Many teachers have yet to be convinced about the value of the Scottish national standardised assessments (SNSAs), despite the government organising dozens of events since April to help schools prepare for their launch after the summer.

While some school staff who took part in trials think the assessments will help to gauge pupils’ progress more accurately, others feel unprepared and are concerned about a lack of training, it has emerged.

The Scottish government revealed more details about the assessments at a media briefing last week, where officials offered reassurances that all pupils would be fairly assessed, regardless of background, additional support needs or level of ability.

There are, for example, no time limits for the assessments - teachers will be free to let children take breaks if sitting all the questions at once is too much - and the on-screen look of the tests can be altered to help those with visual impairments.

Officials have also promised that, unlike some other forms of standardised assessment, teachers will see pupils’ results instantaneously and that there will be “offline solutions” for schools contending with poor broadband connections.

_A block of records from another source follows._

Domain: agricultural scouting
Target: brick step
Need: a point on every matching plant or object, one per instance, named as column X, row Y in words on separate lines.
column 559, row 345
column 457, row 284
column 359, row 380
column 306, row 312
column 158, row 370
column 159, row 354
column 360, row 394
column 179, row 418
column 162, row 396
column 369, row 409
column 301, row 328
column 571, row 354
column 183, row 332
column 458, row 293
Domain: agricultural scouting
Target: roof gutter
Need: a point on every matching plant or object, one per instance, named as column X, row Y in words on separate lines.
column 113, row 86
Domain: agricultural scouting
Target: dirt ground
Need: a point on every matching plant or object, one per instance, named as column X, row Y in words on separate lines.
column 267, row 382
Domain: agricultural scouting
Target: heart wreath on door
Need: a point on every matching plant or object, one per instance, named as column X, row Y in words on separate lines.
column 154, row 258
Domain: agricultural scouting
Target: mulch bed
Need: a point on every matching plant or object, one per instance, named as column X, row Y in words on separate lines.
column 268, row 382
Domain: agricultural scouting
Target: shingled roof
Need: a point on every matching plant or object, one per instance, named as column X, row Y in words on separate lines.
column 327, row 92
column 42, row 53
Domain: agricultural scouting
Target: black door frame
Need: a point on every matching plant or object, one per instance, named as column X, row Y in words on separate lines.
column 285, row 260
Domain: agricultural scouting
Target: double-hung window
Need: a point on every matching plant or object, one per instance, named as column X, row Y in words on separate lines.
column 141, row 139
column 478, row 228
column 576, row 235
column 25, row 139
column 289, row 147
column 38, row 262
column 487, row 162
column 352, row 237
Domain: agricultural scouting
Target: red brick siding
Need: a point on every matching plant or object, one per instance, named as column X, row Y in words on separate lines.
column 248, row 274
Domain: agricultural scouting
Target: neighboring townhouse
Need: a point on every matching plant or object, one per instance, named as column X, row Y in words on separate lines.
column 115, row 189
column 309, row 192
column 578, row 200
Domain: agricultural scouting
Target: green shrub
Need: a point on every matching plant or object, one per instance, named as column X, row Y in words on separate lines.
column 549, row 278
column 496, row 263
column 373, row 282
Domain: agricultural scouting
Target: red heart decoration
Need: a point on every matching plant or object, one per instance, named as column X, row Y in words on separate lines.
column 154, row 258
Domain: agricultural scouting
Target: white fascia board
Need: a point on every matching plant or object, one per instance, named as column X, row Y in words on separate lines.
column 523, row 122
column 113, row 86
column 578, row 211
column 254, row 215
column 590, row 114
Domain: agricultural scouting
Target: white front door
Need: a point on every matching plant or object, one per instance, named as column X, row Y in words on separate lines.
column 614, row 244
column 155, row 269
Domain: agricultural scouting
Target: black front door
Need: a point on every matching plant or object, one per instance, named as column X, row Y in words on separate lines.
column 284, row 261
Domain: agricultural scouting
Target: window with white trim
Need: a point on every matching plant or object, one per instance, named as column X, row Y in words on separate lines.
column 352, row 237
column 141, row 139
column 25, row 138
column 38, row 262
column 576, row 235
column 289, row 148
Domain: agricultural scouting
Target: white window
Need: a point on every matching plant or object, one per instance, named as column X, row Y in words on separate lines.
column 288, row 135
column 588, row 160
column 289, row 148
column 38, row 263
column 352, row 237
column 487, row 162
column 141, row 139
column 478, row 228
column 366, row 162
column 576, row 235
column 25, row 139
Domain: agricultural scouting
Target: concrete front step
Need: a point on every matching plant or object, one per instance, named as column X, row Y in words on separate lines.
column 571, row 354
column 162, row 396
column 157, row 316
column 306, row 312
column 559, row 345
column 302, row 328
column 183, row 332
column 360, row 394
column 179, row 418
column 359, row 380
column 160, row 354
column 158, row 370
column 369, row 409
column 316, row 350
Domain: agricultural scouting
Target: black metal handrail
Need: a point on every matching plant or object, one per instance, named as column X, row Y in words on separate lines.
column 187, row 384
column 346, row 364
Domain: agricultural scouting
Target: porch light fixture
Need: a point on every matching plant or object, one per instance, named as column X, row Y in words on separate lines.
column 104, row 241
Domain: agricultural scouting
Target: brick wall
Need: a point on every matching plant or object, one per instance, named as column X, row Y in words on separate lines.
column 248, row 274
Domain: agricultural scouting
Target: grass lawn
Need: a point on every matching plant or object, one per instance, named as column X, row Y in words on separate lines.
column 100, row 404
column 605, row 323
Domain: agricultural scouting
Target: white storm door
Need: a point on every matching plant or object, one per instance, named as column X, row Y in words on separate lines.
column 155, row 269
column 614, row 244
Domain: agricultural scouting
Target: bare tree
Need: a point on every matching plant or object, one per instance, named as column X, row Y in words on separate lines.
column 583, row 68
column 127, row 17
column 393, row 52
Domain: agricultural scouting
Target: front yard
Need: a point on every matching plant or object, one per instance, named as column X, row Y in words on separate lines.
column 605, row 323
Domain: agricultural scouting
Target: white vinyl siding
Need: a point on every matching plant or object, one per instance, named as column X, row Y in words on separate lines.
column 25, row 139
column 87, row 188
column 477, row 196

The assessments are still a work in progress, and have been shaped by trials in five local authorities and 66 schools - which between them ran 9,000 assessments - with more trialling yet to be done. This has not succeeded, however, in assuaging all concerns about the assessments, which will be run for P1, P4, P7 and S3.

Jane Peckham, national official for the NASUWT Scotland teaching union, told Tes Scotland: “Members don’t really have any enthusiasm for the SNSAs at present and certainly don’t feel prepared.”

A lack of training meant it was “hard to determine” what the SNSAs will be like, she added.

Training concerns

Larry Flanagan, general secretary of the EIS teaching union, said that “national standardised testing of pupils in Primary 1 was a fundamentally flawed approach to supporting children’s learning at that critical age” and showed “a lack of pedagogical insight from the Scottish government”.

He added: “The notion that the Scottish government might be better placed than teachers to direct classroom practice by micromanaging schools from Edinburgh is completely wrong and is a dangerous pathway to venture onto.”

The teaching union is also concerned about the prospect of unofficial school league tables, although it accepts that “progress has been made in shaping the Scottish standardised assessments away from an English-style high-stakes SATs approach”.

Parents appear to share some of these concerns. Joanna Murphy, chair of the National Parent Forum of Scotland, said: “It is vital that a teacher’s judgement is deemed as paramount, and from what we have seen, the forthcoming tests will help to inform this judgement in a way that does not add undue stress to our children and young people.”

She was concerned, however, that the data would be used “inappropriately” to compare pupils and schools.

Glasgow education director Maureen McKenna - whose local authority was one of the five to take part in trials - said that schools had been “generally positive”, although the assessments were not the “finished product” and “it will take time for them to evolve”.

School Leaders Scotland general secretary Jim Thewliss, whose organisation represents the secondary sector, said standardised testing had for some time commonly been used to confirm the progress of the new S1s, as well as for tracking and target-setting, “so the national tests pose us little difficulty”.